Shark and bake. Bake and shark. No matter the order in which you put the two words, they both spell deliciousness at the beach. And not just any beach – Maracas Beach. Shark and bake can be classified as street-food (but you eat it at the beach, not on the street) and it is practically a national dish in the twin-island nation of Trinidad and Tobago. There’s been a long standing debate on what order the two words should go (there’s the same debate over rice and peas vs peas and rice) but I personally don’t care either way as long as in the end, I get some to eat.
So you’re probably wondering, what is bake? Well, simply put, it’s bread. But not just any bread, though – fried bread. The dough is made with all-purpose flour, baking powder, a bit of salt, some butter, and water. The dough is divided into small balls, rolled flat, and then fried until puffy. This fried bake is then sliced open and shark is unceremoniously shoved in. And yes, shark as in shark. Shark that is skinned, de-boned, filleted, seasoned, breaded, and fried. It’s juvenile shark, though, so no, you’re not really getting your revenge on Jaws.
Once you have your sandwich base, you then stuff it full of seemingly random things: chadon beni (sauce made from cilantro), mustard, ketchup, garlic sauce, pepper sauce, tamarind sauce, lettuce, cucumbers, tomatoes, and/or coleslaw. Feel free to put as much or as little as you want – but keep in mind, if you plan to eat it on the sand while at Maracas Beach, the stalls tend to be on the other side of the road so ensure you fill your sandwich properly the first time! Also make sure you bring lots of napkins. Don’t forget to buy a drink as well – my personal favorite is the sorrel Carib Shandy.
Unfortunately, these days there is a bit of controversy about the consumption of shark. Apparently, Earthlings harvest 100 million sharks a year. This has led to a dramatic decrease of various shark populations – 1/3 of shark species are now at risk for extinction. To put it theatrically, that is supposed to be one shark dying every three seconds. Therefore, in some circles, there has been a call for a ban on shark eating. Save the shark! This campaign has even reached Trinidad, a country that supplies China with the majority of its shark parts for one of its national dish, the shark fin soup.
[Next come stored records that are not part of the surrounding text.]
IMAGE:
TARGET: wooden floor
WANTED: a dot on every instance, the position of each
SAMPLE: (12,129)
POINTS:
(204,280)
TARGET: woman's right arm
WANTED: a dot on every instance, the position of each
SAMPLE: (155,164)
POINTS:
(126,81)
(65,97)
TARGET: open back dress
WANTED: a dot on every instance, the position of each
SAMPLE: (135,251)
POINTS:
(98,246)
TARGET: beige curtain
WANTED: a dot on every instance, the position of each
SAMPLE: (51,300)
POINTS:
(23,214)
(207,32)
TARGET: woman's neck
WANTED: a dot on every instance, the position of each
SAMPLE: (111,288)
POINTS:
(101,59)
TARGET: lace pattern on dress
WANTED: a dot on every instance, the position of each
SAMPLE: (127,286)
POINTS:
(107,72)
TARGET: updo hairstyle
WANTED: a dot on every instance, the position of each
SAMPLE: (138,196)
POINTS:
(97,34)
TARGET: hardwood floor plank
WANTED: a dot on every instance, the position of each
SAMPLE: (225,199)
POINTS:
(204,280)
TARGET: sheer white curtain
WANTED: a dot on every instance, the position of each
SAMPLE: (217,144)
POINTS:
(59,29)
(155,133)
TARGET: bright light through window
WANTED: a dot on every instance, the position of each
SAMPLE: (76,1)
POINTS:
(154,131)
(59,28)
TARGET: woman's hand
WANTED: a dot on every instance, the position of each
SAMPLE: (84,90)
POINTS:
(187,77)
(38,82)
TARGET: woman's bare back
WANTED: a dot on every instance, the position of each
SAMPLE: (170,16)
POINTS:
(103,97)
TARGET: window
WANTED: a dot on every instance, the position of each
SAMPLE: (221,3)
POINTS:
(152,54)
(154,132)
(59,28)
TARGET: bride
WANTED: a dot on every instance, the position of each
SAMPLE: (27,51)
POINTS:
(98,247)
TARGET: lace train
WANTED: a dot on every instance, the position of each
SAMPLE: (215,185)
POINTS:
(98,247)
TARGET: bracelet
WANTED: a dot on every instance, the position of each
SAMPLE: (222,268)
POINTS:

If you’re like many people and don’t like living sharks, you may wonder what, exactly, is the problem with eating all the sharks until they’re gone. Well, the problem (besides the loss of some species) is that the authenticity of an unofficial national dish is in danger – with the rising prices of shark, some places are substituting it with fish such as catfish on the down low. Another problem is that fresh shark is not as readily available anymore so when one buys a shark and bake sandwich, sometimes it doesn’t taste as good as it used to…a good sign the vendor used frozen shark. At Maracas, many of the stalls now advertise other fish as substitute for shark – for example, you can now get bake and kingfish.
So what is a Trini or a tourist to do? Do we keep eating the delicious shark? Do we boycott shark until the populations become sustainable again? I don’t pretend to have the answer. The last time I was in Trinidad, I went to Maracas twice. Once I had the shark and bake and the second time I had the kingfish and bake. Both were yummy though with kingfish, one has to be wary of the random tiny bone. But if I did find the kingfish yummy, why don’t I always choose that from now on? Good question…
Question: If a certain food like shark held memories for you or if it is a beloved tradition, would you still eat it?